Everybody remembers Neopets, right? The company that lets you create and take care of digital animals has been a mainstay of teen fun since it launched in 1999. Well, I hate to break it to you, but a hacker recently spat on your childhood nostalgia by breaking into the company’s database and stealing data on millions of customers.
A cybercriminal who goes by the moniker “TarTarX” has claimed responsibility for the hack, Bleeping Computer originally reported. On a dark web forum, the criminal claimed that they had pilfered data on 69 million Neopet users. Portions of the haul were shared with Bleeping Computer and appear to reveal a wealth of personal information, including usernames, real names, birthdays, zip codes, email addresses...you get the picture.
TarTarX is now attempting to sell the stolen trove for four bitcoin (approximately $94,000). The trove could contain sensitive personal information on minors, though Neopets has said the average age of its 100,000 daily active users is now 18-34. The site requires players to be 13 or older to register.
Neopets has since confirmed that they were hacked. In statements posted to their Twitter and Instagram accounts, the company admitted that it “recently became aware that customer data may have been stolen” and that it “appears that email addresses and passwords used to access Neopets accounts may have been affected.” The company added:
“We strongly recommend that you change your Neopets password. If you use the same password on other websites, we recommend that you also change those passwords. As our investigation continues, we will update you as appropriate.”

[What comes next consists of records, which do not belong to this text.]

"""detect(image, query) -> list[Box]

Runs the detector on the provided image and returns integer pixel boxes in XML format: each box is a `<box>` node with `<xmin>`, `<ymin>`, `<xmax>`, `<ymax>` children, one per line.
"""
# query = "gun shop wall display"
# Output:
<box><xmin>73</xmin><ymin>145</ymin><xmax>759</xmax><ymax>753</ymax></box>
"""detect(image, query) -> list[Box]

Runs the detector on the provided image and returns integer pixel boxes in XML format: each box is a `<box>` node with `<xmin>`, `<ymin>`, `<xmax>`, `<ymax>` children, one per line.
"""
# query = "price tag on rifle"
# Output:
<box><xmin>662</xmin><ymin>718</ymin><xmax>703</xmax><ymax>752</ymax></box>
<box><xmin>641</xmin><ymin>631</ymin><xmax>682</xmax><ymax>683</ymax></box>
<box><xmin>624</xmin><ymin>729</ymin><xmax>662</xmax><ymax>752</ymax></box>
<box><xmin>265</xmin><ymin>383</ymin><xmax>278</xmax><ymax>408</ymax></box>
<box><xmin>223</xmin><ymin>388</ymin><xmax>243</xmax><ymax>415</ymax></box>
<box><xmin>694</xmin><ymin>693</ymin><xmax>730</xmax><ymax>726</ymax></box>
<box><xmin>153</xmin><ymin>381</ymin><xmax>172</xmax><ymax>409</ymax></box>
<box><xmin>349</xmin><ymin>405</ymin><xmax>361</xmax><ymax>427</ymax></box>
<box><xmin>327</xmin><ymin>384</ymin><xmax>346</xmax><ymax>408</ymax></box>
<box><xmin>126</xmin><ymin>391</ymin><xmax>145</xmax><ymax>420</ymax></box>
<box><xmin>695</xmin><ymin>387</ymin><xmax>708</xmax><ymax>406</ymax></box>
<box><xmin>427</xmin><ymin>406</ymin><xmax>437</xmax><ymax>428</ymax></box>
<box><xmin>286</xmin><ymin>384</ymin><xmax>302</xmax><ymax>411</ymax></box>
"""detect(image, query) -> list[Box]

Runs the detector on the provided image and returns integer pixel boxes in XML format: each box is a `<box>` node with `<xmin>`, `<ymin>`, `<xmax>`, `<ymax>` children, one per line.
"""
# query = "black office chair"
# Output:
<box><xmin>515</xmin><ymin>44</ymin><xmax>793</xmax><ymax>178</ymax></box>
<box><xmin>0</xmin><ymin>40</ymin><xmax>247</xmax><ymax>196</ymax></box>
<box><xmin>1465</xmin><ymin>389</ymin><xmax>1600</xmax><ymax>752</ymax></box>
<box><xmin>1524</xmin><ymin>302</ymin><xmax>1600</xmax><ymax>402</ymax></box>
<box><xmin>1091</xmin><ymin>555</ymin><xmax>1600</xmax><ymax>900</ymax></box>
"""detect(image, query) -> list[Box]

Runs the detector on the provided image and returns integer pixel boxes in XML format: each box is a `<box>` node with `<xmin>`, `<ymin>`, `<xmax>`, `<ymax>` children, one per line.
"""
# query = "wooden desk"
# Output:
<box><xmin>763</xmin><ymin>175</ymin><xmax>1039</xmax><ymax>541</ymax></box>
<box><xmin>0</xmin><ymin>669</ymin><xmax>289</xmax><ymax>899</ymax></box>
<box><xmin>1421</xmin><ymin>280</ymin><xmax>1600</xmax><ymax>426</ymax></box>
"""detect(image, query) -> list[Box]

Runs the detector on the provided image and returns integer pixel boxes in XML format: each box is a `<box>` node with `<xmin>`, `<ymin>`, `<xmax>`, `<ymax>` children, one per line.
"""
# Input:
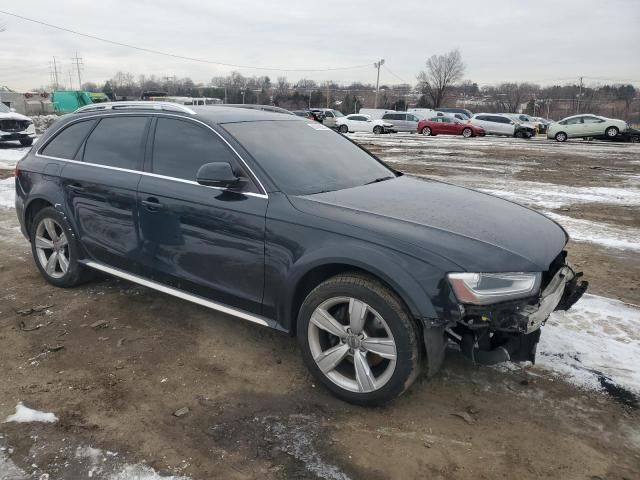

Neopets has remained amazingly popular since the company first launched over two decades ago. The company claims that many of its daily active users have played continuously for more than 15 years. In September, the company announced that it had gone Web3, and would be launching an NFT collection and joining “the Metaverse.” For a company that sells the illusion of owning a real animal, migrating to the Metaverse actually makes a decent amount of sense—so I can’t knock them too much for that.